# Beak trim



## shalx76

Hi I am in milton.keynes, I think my tortoise needs a beak trim , I was quoted 90 pound at pets at home , is there anywhere cheaper as I think this is alot of money please help ty


----------



## Bombjack

Welcome  
I would say try postinng in the Shelled - Turtles & Tortoise section.


----------



## purplepixie

shalx76 said:


> Hi I am in milton.keynes, I think my tortoise needs a beak trim , I was quoted 90 pound at pets at home , is there anywhere cheaper as I think this is alot of money please help ty


If you post a picture, we would be able to help more. As it depends on how bad the beak is. Feed on hard surfaces, which helps keep the beak in trim. Also soft foods dont help:0) They need to tug at foods and graze naturally:0) If you get the beak trimmed by a vet first, he/she can show you how. As their beaks are made of the same material as our nails, so can easily be trimmed by you, once you know how:0)


----------



## ian14

I would be very wary about using the vets at Pets at Home. They are not an exotics vet, they cater for dogs, cats, and other furries.


----------



## LiasisUK

I would echo the above and not go with Pets at Home and find an exotics vet. However £90 is an OK price for a vet procedure, most charge around £50 just for a consultation.


----------



## Shellsfeathers&fur

They are Vets based within Pets at Home and could quite possibly have an Exotics Vet amongst them given that they have quoted a price.

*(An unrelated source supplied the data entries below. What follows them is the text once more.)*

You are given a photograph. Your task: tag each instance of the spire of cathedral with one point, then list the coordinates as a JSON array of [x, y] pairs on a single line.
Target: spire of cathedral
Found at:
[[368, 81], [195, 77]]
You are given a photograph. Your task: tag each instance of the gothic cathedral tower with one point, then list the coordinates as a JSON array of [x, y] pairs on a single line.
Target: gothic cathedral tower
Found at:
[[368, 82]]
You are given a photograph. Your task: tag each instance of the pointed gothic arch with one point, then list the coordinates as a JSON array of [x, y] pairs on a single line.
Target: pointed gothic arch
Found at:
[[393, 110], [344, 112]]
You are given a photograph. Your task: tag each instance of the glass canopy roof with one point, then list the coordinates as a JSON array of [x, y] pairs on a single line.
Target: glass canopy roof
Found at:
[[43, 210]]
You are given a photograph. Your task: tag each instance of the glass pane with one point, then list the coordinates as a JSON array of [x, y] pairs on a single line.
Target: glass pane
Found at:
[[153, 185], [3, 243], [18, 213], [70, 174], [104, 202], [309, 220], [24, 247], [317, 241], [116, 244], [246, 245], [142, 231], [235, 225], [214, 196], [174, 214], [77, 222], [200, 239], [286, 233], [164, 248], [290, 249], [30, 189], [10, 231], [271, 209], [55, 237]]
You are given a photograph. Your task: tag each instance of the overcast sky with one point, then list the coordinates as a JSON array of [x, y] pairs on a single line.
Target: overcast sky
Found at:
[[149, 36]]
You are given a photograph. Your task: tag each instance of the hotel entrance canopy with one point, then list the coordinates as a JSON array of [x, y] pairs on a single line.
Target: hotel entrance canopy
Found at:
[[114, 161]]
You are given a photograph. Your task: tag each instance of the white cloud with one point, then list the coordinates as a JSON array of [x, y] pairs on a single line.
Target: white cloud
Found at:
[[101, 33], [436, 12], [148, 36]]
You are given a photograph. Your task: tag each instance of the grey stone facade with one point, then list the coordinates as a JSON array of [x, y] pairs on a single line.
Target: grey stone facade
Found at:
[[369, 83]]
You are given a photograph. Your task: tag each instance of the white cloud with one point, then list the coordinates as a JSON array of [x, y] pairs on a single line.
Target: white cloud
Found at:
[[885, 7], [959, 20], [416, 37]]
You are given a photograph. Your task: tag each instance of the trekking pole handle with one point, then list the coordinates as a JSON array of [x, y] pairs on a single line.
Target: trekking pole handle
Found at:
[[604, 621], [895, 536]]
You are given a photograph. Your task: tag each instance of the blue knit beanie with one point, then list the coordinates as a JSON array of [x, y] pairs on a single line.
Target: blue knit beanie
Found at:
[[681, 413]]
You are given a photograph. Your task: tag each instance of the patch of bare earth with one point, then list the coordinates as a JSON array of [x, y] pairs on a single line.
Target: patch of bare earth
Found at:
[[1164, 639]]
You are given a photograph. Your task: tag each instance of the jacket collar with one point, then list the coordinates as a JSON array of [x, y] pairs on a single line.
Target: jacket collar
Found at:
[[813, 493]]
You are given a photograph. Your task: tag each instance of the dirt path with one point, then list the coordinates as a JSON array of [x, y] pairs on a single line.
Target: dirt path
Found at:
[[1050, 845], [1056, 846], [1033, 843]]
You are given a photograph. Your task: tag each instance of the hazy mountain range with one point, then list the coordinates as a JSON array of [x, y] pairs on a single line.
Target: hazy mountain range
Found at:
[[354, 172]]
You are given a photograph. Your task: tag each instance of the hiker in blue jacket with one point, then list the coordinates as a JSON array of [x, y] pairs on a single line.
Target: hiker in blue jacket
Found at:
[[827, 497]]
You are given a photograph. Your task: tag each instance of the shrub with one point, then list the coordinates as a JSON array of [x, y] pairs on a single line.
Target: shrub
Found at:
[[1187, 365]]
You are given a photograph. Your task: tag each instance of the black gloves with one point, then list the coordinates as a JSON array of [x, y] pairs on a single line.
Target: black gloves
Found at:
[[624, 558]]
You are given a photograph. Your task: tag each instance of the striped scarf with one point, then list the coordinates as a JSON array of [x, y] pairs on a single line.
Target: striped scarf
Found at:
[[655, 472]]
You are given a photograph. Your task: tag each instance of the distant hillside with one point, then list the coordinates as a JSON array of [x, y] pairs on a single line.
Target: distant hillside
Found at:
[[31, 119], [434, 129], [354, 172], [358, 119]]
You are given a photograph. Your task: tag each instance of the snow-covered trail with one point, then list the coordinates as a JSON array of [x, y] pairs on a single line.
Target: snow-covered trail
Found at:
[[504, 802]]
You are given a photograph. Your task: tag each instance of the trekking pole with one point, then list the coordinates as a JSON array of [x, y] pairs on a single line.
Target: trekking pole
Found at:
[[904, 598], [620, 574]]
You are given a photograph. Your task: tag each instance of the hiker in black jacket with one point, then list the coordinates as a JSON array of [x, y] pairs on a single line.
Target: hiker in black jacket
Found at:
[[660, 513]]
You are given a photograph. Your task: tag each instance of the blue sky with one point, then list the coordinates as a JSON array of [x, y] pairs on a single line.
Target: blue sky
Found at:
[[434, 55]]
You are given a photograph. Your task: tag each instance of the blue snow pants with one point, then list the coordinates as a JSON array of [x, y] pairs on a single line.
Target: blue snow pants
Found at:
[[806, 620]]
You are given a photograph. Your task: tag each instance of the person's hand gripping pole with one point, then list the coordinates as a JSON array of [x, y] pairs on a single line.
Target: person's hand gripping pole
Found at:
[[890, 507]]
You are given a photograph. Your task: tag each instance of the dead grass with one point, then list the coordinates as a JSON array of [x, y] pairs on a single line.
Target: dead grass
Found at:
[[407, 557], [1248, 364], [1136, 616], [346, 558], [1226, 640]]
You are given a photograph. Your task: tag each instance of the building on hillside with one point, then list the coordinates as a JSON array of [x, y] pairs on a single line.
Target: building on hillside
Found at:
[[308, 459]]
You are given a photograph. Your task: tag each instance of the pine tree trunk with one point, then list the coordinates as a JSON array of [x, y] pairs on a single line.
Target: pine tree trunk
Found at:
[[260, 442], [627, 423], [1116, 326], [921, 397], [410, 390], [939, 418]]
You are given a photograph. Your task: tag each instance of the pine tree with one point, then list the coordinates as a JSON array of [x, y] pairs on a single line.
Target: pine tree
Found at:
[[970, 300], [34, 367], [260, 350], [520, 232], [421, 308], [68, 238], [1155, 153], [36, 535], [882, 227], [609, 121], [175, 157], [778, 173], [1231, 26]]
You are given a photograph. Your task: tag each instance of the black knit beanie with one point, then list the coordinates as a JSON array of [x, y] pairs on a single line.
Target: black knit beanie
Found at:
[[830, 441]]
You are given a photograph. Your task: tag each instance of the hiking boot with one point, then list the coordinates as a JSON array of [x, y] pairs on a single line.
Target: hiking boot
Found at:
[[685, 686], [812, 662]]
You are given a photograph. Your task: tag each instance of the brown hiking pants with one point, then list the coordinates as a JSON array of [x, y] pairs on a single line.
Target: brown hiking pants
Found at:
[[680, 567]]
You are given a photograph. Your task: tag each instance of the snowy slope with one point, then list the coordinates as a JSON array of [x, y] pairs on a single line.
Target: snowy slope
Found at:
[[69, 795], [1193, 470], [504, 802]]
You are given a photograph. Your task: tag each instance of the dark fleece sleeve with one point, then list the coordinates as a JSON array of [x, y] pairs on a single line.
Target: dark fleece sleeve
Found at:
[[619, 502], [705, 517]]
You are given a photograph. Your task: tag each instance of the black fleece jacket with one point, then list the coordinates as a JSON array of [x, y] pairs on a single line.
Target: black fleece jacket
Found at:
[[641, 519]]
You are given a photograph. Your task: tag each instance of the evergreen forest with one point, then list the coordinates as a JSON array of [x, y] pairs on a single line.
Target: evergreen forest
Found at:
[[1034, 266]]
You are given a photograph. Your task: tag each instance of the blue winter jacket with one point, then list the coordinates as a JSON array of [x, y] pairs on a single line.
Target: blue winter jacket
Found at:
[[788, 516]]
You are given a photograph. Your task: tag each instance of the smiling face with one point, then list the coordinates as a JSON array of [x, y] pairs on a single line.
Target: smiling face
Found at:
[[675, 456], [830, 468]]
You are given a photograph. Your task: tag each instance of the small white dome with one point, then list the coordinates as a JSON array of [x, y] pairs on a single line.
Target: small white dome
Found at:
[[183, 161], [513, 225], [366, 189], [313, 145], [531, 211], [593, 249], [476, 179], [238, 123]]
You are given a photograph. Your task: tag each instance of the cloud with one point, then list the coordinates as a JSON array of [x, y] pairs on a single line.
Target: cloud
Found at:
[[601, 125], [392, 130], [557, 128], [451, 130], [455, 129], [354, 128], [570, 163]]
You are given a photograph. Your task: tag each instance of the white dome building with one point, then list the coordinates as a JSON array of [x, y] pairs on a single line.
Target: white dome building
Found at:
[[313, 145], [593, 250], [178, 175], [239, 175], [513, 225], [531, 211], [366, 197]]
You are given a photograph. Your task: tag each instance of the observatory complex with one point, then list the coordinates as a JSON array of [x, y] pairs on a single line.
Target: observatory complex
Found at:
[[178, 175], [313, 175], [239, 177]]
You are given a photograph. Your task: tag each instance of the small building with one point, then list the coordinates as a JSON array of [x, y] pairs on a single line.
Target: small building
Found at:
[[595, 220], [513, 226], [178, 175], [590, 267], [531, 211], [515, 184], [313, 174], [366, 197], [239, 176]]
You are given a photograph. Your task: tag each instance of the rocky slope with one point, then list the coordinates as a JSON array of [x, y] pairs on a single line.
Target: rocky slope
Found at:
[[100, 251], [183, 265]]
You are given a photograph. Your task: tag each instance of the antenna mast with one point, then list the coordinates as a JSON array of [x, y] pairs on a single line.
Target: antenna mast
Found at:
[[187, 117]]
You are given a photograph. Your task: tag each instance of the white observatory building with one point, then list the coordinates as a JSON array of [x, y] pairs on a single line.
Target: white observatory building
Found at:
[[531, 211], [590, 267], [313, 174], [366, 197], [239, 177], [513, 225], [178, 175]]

Some Vets will not undertake such procedures such as beak trims be it tortoises or birds.


----------



## purplepixie

shalx76 said:


> Hi I am in milton.keynes, I think my tortoise needs a beak trim , I was quoted 90 pound at pets at home , is there anywhere cheaper as I think this is alot of money please help ty


If you are brave enough, you can file it yourself with an emeryboard, or small Dremel drill:0)
A little at a time:0)


----------



## SueBoyle

ian14 said:


> I would be very wary about using the vets at Pets at Home. They are not an exotics vet, they cater for dogs, cats, and other furries.


I knew of an exotics vet who worked at pets at home for a time.


----------



## ian14

SueBoyle said:


> I knew of an exotics vet who worked at pets at home for a time.


That's reassuring. 
Pets at Home do get quite a bashing, and not always justified.


----------